Investido, como juiz, do poder de aplicar a lei e nada mais
do que isso, Moro tornou-se a figura do juiz rebelde, do juiz símbolo da
subversão da letra fria da lei, do herói combatente das injustiças que, no seu
entender, cismam em permanecer incrustadas como parasitas nos textos legais. As
regras que estabelecem onde um caso deve ser julgado – se em Curitiba ou em
Brasília, por exemplo – foram jogadas para debaixo do tapete. A capital do
Paraná se tornou o lugar do juízo universal do combate à corrupção, com prisões
sendo decretadas aos borbotões como antecipação de pena, com o objetivo de
forçar delações premiadas. Em um dos primeiros habeas corpus que
chegaram ao Tribunal Regional Federal da 4ª Região, em Porto Alegre,
questionando a legalidade de dez prisões decretadas por Moro, um procurador da
República, Manoel Pastana, deixou escapar que a prisão estava sendo usada para
extrair confissões.
O próprio Moro, em artigo publicado em 2004 no qual faz uma
análise da Operação Mãos Limpas, ocorrida na Itália, antecipava alguns métodos
que seriam empregados dez anos mais tarde pela Lava Jato. Ele diz, por exemplo,
que o combate à corrupção passava necessariamente por um exercício de
deslegitimação do sistema vigente – o que se traduziu na deslegitimação de
todos aqueles que não aceitassem se dobrar aos métodos da sua futura
investigação. Aludia ainda aos “juízes de ataque” – pretori
d’assalto, como se diz na Itália –, prontos a usar a caneta para
espalhar seu senso de justiça à população. Era como Trussótzki, o bufão do
romance O Eterno Marido, de Dostoiévski, que creditava as grandes
ideias da humanidade a sentimentos profundos, e não ao conhecimento adquirido
ao longo de séculos.
Moro era a própria encarnação do juiz de ataque. E ai do
desembargador ou do ministro que ousasse questionar esses métodos. Eram logo
apontados como defensores da corrupção, amantes da impunidade, arautos dos
poderosos. Teriam que enfrentar a fúria da opinião pública, mobilizada
rapidamente feito tanques Panzer, pilotados por integrantes da força-tarefa da
Lava Jato. O direito virou refém do arbítrio dos justos.

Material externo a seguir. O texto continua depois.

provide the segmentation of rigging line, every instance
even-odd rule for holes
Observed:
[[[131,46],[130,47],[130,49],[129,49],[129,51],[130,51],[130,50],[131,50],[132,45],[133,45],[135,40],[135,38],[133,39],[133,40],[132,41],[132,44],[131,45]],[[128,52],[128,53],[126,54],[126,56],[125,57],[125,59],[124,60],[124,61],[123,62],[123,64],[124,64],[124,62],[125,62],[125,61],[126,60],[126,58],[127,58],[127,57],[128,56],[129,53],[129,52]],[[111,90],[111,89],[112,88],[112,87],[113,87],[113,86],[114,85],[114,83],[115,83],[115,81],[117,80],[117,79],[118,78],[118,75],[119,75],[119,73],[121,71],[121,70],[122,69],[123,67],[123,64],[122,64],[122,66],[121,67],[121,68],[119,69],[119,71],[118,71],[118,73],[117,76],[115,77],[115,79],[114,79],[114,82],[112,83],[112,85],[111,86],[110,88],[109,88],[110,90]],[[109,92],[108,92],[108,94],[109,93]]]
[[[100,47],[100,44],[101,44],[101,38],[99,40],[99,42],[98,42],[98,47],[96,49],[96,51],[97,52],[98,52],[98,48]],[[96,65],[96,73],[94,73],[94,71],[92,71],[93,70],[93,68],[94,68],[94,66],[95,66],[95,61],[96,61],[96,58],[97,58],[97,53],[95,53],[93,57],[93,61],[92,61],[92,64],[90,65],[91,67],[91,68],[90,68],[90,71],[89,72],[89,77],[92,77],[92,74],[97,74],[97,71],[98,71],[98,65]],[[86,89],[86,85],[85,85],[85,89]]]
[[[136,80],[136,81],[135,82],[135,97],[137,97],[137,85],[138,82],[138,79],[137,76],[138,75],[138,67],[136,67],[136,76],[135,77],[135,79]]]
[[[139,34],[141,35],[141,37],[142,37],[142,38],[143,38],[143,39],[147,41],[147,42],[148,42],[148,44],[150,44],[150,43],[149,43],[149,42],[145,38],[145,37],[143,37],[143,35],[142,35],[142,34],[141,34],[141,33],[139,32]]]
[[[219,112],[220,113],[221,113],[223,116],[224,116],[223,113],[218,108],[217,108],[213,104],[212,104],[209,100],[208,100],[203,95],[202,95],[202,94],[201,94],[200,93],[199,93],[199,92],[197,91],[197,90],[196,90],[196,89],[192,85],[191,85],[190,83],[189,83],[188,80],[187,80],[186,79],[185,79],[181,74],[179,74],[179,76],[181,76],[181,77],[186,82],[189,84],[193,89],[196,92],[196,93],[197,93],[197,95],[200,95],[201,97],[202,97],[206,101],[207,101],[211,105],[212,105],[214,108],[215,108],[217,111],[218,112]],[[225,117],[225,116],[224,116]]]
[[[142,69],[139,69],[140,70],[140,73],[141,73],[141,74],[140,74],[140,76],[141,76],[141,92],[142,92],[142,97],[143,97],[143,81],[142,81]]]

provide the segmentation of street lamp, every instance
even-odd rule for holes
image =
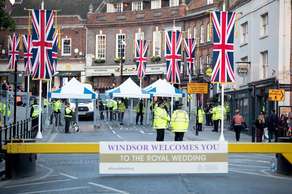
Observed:
[[[125,46],[127,45],[127,44],[125,42],[124,40],[121,40],[121,42],[123,45],[123,48],[121,49],[121,53],[120,55],[121,56],[121,85],[123,83],[123,58],[124,55],[124,52],[123,52],[123,50],[124,50]]]

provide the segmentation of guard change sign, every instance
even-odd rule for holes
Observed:
[[[227,141],[100,142],[101,174],[227,173]]]

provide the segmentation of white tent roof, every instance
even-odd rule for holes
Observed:
[[[152,98],[153,95],[141,89],[129,78],[118,87],[105,91],[105,95],[115,97]]]
[[[153,94],[154,96],[171,97],[171,90],[173,91],[173,97],[181,98],[185,97],[185,93],[168,83],[165,79],[159,79],[151,85],[143,88],[145,91]]]
[[[95,99],[96,94],[86,88],[75,77],[59,90],[48,93],[49,98]]]

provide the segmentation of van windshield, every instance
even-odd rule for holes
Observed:
[[[76,99],[75,98],[70,99],[70,102],[75,103],[76,102]],[[92,102],[92,99],[78,99],[78,102],[79,103],[90,103]]]

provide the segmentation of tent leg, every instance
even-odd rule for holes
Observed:
[[[130,119],[130,126],[133,126],[133,108],[134,106],[134,99],[131,99],[131,117]]]

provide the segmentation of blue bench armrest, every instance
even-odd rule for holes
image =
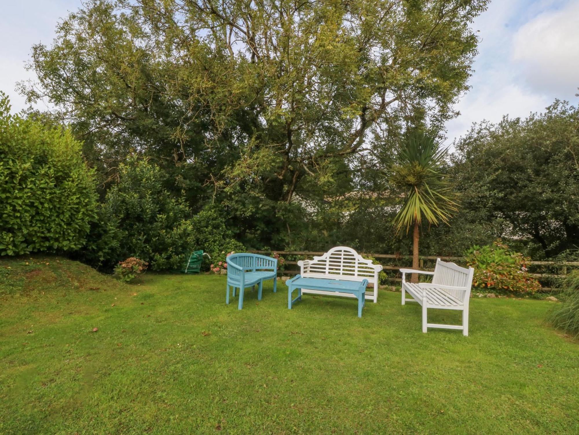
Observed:
[[[290,284],[291,284],[293,281],[295,281],[298,278],[301,278],[301,277],[302,277],[302,276],[300,275],[298,273],[297,275],[296,275],[295,277],[294,277],[293,278],[292,278],[291,280],[288,280],[287,281],[285,281],[285,285],[287,285],[289,287],[290,287]]]

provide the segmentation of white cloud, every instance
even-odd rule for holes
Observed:
[[[513,58],[530,89],[565,98],[579,87],[579,1],[547,11],[515,35]]]
[[[481,31],[479,54],[471,88],[456,106],[460,115],[446,124],[447,143],[473,122],[496,122],[504,115],[525,117],[543,111],[555,98],[579,102],[574,96],[579,66],[572,66],[579,59],[573,54],[579,47],[578,8],[579,0],[491,3],[472,24]],[[556,49],[549,48],[552,45]]]

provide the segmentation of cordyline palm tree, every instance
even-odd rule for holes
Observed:
[[[397,150],[390,168],[390,181],[400,191],[404,203],[393,220],[398,231],[413,227],[412,268],[418,264],[418,241],[423,219],[429,225],[448,219],[456,211],[455,195],[450,182],[442,173],[447,149],[433,137],[422,132],[409,135],[408,140]],[[418,275],[412,274],[412,282]]]

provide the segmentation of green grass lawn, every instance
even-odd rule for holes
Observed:
[[[289,310],[270,282],[239,311],[223,276],[125,285],[44,258],[0,260],[2,434],[579,433],[579,345],[552,303],[475,298],[470,336],[424,334],[400,293],[360,319],[351,299]]]

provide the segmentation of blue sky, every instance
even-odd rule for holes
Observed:
[[[12,108],[25,107],[14,90],[19,80],[34,79],[24,69],[32,44],[50,45],[59,19],[80,0],[0,0],[0,90]],[[479,54],[471,90],[449,121],[448,143],[474,121],[525,117],[555,98],[573,104],[579,87],[579,0],[494,0],[472,27],[480,31]],[[39,108],[42,108],[41,106]]]

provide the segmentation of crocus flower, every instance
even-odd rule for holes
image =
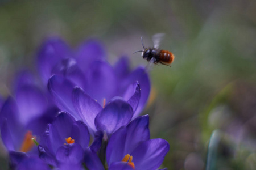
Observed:
[[[45,131],[58,112],[48,106],[44,94],[22,76],[16,80],[14,97],[9,97],[0,112],[2,140],[9,151],[11,165],[29,155],[36,154],[31,138],[38,138]]]
[[[48,164],[61,168],[65,165],[79,168],[84,161],[85,153],[86,156],[89,154],[94,159],[98,159],[94,151],[88,147],[89,140],[87,126],[82,121],[76,121],[69,114],[61,112],[48,125],[43,141],[38,146],[40,158]],[[100,159],[98,162],[101,165]],[[94,166],[89,163],[90,165]]]
[[[58,107],[76,120],[80,118],[75,115],[77,113],[71,96],[75,86],[82,88],[104,107],[114,96],[129,100],[130,96],[127,95],[127,88],[138,82],[141,97],[138,105],[133,108],[133,119],[138,116],[145,105],[150,85],[144,68],[140,67],[131,72],[125,57],[112,66],[106,61],[106,56],[101,44],[93,40],[84,42],[76,52],[72,52],[63,41],[53,38],[46,41],[39,50],[38,67],[43,81],[56,75],[49,80],[49,91]],[[135,91],[135,88],[131,90]]]
[[[38,157],[32,156],[24,159],[17,166],[16,170],[51,170],[50,167]],[[74,169],[75,170],[75,169]]]
[[[155,170],[168,151],[166,141],[150,139],[148,116],[145,115],[113,134],[106,148],[106,161],[109,170]]]

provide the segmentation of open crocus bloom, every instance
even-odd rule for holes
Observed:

A estratégia de deslegitimar o direito e os sistemas
jurídico e político tornou-se, a certa altura, tão militante, que alguns
procuradores passaram a atacar ministros do STF mesmo em casos em que não
atuavam. Em 3 de julho de 2016, Carlos Fernando dos Santos Lima e Diogo Castor
de Mattos, dois dos principais integrantes da força-tarefa da Lava Jato em
Curitiba, assinaram um artigo no jornal Folha de S.Paulo atacando
o Supremo por causa de um habeas corpus concedido a um réu que
respondia a processo em São Paulo.
O artigo comparava a decisão ao salto duplo twist carpado da
ginasta brasileira Daiane dos Santos e, de maneira velada, levantava uma série
de suspeitas sobre os motivos que teriam levado o STF a conceder o habeas
corpus. Aproveitando-se da raiva da opinião pública e da incompreensão que
esta tinha da matéria jurídica, os procuradores buscaram deslegitimar o papel
do STF como garantidor de liberdades individuais, criando uma espécie de
ruptura entre a sociedade e a Corte. O direito passou a ser visto como a trava
que impedia o país de prosperar, o obstáculo para alçá-lo a outro nível de
civilização. Como se, para progredir, o Brasil precisasse ultrapassar o direito,
deixar que os justos reescrevessem as leis e a Constituição.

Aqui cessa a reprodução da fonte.